14.トリカゴとおっさん―8
「そ、それじゃあ、こんなところで仕事をしてる場合じゃないじゃんっ!」
「いや、いいんだ。……ここでの賃金は、家族の下に送金されるようになっている。だから私が生きて働ける限りは、家族はお金のことで苦しむことはないんだよ」
諦めたような、取り繕うような、そんな曖昧な笑顔を浮かべるおっちゃん。
その表情があまりにも切なくて、キットは、どうしてもその質問を投げかけずにいられなかった。

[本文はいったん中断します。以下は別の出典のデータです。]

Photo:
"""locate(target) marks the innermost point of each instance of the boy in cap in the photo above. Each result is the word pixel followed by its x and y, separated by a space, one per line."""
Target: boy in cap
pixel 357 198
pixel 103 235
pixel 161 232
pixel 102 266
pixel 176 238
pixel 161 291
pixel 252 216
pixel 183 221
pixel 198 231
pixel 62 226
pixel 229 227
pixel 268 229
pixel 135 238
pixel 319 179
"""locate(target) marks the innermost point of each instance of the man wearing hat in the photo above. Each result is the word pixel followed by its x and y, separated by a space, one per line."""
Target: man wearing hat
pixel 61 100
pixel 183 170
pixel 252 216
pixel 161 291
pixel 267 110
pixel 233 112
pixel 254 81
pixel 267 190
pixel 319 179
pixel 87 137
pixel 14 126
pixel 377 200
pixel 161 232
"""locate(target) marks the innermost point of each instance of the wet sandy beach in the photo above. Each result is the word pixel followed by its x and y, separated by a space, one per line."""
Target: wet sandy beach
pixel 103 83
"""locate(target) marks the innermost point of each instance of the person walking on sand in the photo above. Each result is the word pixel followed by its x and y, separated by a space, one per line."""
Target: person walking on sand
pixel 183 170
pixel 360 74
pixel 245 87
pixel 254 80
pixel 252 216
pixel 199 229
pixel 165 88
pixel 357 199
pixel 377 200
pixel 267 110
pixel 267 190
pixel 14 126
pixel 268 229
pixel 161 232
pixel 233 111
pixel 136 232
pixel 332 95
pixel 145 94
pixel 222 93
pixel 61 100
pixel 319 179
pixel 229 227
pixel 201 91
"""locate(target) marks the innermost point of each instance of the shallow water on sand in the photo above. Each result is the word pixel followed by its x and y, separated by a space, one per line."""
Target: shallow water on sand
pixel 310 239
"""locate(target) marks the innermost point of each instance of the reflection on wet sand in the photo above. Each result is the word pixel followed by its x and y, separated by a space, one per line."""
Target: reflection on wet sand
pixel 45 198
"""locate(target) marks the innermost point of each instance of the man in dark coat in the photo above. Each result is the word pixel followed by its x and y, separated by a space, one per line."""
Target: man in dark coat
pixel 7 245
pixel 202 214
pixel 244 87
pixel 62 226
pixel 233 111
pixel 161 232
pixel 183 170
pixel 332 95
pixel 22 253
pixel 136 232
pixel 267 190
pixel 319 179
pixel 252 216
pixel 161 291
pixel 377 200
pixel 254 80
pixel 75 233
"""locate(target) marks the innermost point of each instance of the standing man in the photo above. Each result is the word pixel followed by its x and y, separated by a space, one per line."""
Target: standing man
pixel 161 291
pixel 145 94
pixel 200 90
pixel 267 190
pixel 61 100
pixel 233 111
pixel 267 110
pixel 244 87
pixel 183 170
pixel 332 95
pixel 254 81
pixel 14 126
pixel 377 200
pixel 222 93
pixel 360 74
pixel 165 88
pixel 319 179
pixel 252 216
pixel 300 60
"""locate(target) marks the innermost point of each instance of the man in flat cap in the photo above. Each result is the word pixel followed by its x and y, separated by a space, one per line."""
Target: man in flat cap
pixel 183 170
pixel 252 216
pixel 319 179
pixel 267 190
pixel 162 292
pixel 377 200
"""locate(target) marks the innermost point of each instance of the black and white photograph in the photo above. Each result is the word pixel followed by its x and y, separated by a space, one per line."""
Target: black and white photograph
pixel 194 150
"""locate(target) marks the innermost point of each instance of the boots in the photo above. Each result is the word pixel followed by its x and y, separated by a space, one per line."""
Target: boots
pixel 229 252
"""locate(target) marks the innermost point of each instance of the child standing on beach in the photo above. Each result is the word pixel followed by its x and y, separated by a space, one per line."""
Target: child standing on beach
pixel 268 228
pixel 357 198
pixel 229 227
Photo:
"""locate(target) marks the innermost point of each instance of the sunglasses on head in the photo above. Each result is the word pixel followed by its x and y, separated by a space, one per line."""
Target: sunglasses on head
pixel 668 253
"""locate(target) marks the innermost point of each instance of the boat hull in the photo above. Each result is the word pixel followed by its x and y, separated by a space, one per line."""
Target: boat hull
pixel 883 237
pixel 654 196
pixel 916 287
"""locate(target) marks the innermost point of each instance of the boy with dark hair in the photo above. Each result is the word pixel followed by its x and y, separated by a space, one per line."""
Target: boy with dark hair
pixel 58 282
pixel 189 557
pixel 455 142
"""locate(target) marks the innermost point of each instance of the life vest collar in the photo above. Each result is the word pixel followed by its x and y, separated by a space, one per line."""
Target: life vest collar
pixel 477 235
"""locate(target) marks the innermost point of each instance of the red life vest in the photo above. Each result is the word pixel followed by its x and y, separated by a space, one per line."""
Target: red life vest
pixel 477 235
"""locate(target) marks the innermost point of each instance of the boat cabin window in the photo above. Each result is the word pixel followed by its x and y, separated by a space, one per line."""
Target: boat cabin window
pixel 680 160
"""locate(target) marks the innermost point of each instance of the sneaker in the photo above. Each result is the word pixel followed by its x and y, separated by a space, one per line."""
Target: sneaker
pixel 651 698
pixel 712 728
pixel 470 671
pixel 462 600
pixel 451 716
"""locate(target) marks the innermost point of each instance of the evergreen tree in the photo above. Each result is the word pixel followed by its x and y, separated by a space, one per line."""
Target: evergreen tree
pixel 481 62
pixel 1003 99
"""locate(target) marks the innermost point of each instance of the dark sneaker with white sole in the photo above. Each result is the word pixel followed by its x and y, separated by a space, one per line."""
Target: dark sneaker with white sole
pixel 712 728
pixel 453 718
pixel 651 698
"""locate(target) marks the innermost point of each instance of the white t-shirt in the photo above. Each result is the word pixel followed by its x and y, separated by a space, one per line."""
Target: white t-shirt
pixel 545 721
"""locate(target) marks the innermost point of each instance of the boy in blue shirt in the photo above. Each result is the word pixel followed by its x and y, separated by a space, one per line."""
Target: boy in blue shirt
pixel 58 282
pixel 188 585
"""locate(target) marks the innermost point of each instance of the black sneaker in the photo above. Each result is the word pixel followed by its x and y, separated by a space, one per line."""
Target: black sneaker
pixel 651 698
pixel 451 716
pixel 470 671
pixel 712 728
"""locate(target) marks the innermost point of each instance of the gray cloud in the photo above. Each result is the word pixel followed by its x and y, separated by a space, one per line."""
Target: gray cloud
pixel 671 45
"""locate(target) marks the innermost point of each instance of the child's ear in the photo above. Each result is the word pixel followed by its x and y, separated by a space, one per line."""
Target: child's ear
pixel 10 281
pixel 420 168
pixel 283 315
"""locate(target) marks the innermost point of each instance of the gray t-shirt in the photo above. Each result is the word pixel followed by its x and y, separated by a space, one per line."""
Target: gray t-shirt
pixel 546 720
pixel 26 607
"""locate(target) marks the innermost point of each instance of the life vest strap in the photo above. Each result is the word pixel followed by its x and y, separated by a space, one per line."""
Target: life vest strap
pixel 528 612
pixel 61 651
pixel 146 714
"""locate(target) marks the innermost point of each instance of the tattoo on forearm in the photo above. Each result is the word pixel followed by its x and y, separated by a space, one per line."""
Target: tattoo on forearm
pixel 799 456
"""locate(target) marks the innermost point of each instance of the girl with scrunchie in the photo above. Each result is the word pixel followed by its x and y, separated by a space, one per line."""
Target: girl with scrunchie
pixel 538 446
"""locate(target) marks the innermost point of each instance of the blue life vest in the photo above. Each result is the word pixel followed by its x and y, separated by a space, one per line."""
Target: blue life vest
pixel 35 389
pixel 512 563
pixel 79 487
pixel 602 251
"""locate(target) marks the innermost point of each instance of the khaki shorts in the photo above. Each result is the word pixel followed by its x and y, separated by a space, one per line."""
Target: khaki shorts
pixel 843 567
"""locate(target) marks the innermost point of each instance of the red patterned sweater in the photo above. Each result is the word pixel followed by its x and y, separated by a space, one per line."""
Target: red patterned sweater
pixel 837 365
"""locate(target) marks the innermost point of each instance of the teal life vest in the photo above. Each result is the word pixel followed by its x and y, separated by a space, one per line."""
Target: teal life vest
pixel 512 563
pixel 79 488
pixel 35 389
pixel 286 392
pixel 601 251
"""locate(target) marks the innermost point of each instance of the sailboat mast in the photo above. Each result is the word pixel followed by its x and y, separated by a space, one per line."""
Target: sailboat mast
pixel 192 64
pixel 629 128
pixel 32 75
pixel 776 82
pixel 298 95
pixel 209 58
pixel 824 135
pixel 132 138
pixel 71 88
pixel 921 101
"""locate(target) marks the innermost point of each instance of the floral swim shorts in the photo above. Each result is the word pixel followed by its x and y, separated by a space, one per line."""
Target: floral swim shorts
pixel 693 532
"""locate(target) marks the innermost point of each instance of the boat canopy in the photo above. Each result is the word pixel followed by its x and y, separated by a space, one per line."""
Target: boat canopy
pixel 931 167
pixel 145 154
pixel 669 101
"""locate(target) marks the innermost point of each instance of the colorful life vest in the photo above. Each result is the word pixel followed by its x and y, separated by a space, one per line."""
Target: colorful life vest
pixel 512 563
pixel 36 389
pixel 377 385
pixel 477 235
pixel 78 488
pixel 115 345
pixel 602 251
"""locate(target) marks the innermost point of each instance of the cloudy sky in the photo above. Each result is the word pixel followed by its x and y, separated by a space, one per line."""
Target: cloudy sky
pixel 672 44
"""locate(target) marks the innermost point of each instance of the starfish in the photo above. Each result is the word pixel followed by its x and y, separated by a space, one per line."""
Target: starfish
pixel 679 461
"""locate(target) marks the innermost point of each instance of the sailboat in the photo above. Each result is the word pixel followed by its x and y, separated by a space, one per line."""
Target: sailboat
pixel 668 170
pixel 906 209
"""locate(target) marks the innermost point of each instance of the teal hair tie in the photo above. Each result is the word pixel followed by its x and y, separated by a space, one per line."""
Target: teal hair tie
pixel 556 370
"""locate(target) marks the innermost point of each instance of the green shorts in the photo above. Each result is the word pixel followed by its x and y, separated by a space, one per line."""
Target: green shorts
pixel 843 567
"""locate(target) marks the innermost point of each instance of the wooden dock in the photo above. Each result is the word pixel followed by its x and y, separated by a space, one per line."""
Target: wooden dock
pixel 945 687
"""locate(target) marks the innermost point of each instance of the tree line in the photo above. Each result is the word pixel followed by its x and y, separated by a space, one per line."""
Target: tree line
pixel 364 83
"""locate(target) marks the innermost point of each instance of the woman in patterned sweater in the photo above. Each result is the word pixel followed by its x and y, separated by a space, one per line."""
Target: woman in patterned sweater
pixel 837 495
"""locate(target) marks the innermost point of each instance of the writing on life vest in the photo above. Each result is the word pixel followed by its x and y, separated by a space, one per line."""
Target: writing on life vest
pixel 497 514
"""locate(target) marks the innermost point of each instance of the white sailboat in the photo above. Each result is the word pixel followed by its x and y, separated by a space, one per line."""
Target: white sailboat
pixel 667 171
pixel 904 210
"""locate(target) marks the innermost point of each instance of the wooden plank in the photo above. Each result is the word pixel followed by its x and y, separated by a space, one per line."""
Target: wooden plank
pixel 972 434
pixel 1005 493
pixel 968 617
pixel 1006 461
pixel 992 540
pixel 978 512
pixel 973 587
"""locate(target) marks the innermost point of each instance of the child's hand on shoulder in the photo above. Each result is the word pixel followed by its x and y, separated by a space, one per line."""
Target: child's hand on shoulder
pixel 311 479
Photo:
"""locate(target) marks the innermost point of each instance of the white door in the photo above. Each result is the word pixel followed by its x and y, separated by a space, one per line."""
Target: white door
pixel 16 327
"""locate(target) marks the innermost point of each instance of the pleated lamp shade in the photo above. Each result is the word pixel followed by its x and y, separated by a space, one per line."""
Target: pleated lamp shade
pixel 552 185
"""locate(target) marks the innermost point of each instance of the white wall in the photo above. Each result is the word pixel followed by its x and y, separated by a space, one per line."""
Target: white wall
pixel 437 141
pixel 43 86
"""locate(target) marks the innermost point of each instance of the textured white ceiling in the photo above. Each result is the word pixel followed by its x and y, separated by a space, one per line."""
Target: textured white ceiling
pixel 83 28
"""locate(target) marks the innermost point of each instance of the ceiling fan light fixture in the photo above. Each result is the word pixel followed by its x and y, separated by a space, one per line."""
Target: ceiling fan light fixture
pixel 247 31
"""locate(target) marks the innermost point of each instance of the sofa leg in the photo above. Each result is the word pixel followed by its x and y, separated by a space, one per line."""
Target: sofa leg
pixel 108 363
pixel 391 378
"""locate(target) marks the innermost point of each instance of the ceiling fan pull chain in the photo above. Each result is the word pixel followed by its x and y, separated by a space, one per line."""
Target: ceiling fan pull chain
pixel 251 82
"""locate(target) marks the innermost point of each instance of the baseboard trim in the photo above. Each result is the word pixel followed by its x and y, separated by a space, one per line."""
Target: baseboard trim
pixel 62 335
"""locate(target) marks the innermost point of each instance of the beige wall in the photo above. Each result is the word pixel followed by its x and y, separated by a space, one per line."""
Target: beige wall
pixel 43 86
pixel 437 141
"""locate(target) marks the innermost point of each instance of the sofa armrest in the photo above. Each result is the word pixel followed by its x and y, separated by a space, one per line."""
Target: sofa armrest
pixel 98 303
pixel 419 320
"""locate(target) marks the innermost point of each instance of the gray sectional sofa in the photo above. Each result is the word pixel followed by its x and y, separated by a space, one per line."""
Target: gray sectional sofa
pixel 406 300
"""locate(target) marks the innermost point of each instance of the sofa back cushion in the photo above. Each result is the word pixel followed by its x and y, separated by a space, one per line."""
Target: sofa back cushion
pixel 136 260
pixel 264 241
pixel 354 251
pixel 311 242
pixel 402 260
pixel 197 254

「だけど、それじゃあ……いつ家族に会うんだよ!? ちゃんとお金が送られてるのかだって、ここに入ってちゃ分からないじゃないかっ」
そうだなぁ、とおっちゃんは静かに頷いた。
「だけど、ここから出なければ……きっと家族は元気だって、ずっと信じていることも出来るんだ。息子の病気は重いものだった。真実を知らなければ……希望になることも、あるんだよ」
愕然とした。
その理屈が正しいのか、それすらもキットには判断できない。
だけどきっと、このままではいけないだろう、ということは分かっていた。
「な、なぁおっちゃん。いつか、一緒にここから出られた時には――」
「貴様らぁ!! 何をずっと、くっちゃべっている!!」
キットの言葉を遮るように、監視官の一人が二人の間に割って入った。
気をつけた方が良いと、話したばかりの監視官だった。
「トリカゴでは、労働者同士が親交を深めるのは禁止だぞ!? 分かっているのか!!」
「ご、ごめんな――あっ」
鞭を振るう監視官。
とっさにキットを庇うように、おっちゃんは自分の体を盾にした。
「ぐああっ!」
「ほう。既に親交を深めた後であったか。それであれば……分かっているだろうなぁ!!」
監視官は、おっちゃんの首に鎖を巻きつけ、強引に作業場から連れ去っていく。
あの子は関係ないと、ずっと言い続けたおっちゃんの姿が、グルゥの姿に重なって見えた。